As Dr Whittaker says, the homeless, drug users and the very elderly
are among the groups which are the most expensive, and although their
capitation payment is likely to be higher than the average, the increase
may well not compensate for the increased cost of care. This may well
deter PCTs from providing care for these groups.
Although we have to consider whether equity is everything and whether
in the interests of getting complete equity we should sacrifice providing
a better service for most, I am concerned that all groups should be
treated equitably. That is one of the key strengths of the NHS and I am
anxious that it should continue.
First, private and third sector managed PCTs would have the same
obligations as current PCTs; including a legal requirement not to cherry
pick the cheapest patients, but to be open to all patients who present.
Secondly if the government thinks any care group is not getting
adequate care and the health gap is getting too big, then it is open to
the government to increase the capitation for that group to make it more
attractive for PCTs to offer more care for that group or to subsidies care
for that group.
Since “mega-phone decision making” would not work in a market system,
it is possible that the least articulate groups which concern Dr Whittaker
(and me), by being able to change their PCT, may well find their influence
increased.
I hope that has persuaded Dr Whittaker that the idea is worth further
consideration.
Competing interests:
None declared
Competing interests: No competing interests
Other respondents to Professor Reinhardt’s article are keen to
privatise PCTs on the grounds of greater efficiency (the same argument
that was used for privatising our power and water companies). The NHS is
criticised for high costs and wasting money, but compared to the USA we
actually spend much less of our GDP on health (9.4% compared to a massive
16% in USA). Private PCTs would introduce greater competition, but not
necessarily greater health purchasing expertise. Tenders granted on purely
economical grounds may not produce the best health outcome for the
population. Private PCTs will reduce their costs by tightly rationing the
services they offer, so patients will have less power to demand new
expensive treatments such as herceptin. Disengaged groups such as the
homeless, drug users and the very elderly are unlikely to exert their
right to choose their PCT- it’s these groups that use up a
disproportionate amount of PCT resources- but their needs will fall lower
down the agenda as PCTs attempt to win the business of vocal patient
groups. Competition for patients’ business may lead to some more satisfied
patients, but it might have the side effect of further widening the health
gap.
Competing interests:
None declared
Competing interests: No competing interests
Re: What lessons are there for the UK and the NHS from Professor Reinhardt article? 2 May 2007
Fiona Reynolds is correct in saying that the proposed structure would
differ in different parts of the country. So does the NHS at the moment.

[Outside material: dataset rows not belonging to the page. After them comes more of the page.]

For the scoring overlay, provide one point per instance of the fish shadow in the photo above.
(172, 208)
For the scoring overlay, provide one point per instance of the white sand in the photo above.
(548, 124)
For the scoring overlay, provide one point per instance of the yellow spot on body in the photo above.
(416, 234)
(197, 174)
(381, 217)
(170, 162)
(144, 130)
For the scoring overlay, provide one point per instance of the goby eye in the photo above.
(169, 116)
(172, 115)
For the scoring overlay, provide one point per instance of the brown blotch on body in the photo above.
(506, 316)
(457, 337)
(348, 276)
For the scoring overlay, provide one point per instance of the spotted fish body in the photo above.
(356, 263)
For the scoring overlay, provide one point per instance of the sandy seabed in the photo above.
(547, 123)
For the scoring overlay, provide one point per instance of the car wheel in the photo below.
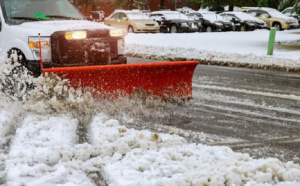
(208, 29)
(277, 26)
(15, 84)
(243, 28)
(130, 29)
(173, 29)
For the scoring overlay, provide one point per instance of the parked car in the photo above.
(211, 22)
(243, 21)
(272, 17)
(97, 16)
(185, 10)
(174, 22)
(133, 21)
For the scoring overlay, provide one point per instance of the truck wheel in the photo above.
(209, 29)
(173, 29)
(17, 81)
(243, 28)
(277, 26)
(130, 29)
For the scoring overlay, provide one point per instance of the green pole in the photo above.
(271, 41)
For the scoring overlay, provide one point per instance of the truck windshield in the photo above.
(19, 11)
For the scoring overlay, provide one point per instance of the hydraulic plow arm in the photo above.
(166, 80)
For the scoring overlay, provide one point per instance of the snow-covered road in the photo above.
(44, 150)
(43, 140)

Whether the proposed change would work better in some areas than others
(as does the NHS at the moment) is very hard to say, before it is tried.
It also depends what we mean by “work better”.

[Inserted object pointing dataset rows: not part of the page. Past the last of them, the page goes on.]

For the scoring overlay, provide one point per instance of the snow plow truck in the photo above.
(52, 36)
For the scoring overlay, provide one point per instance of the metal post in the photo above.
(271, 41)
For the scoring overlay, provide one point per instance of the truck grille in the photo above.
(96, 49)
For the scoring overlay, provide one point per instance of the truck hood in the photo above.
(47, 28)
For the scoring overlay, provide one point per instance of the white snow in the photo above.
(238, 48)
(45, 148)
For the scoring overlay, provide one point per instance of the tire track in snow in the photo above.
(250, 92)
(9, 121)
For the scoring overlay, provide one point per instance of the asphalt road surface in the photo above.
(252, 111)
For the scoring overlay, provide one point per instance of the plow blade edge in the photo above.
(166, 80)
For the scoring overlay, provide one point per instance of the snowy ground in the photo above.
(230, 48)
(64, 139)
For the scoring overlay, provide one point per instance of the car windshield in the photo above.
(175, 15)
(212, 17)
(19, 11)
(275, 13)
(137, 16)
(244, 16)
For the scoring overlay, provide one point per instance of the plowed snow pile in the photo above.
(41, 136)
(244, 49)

I agree people distrust the private sector. Despite the great
affluence that business has given this country in the last 50 years people
distrust commerce and the private sector. A lot of that is irrational as
the “More or Less” programme on Radio 4 on 30th April showed.
http://news.bbc.co.uk/1/hi/programmes/more_or_less/
People remember the accidents at Clapham, Ladbroke Grove, Hatfield,
Potters Bar, etc, and some think that privatisation has made the railways
more dangerous. In fact the railways are safer after privatisation than
under British Rail. With information coming in unsystematically, we are
not good at assessing risk.
That is why we need to experiment, so we can acquire information.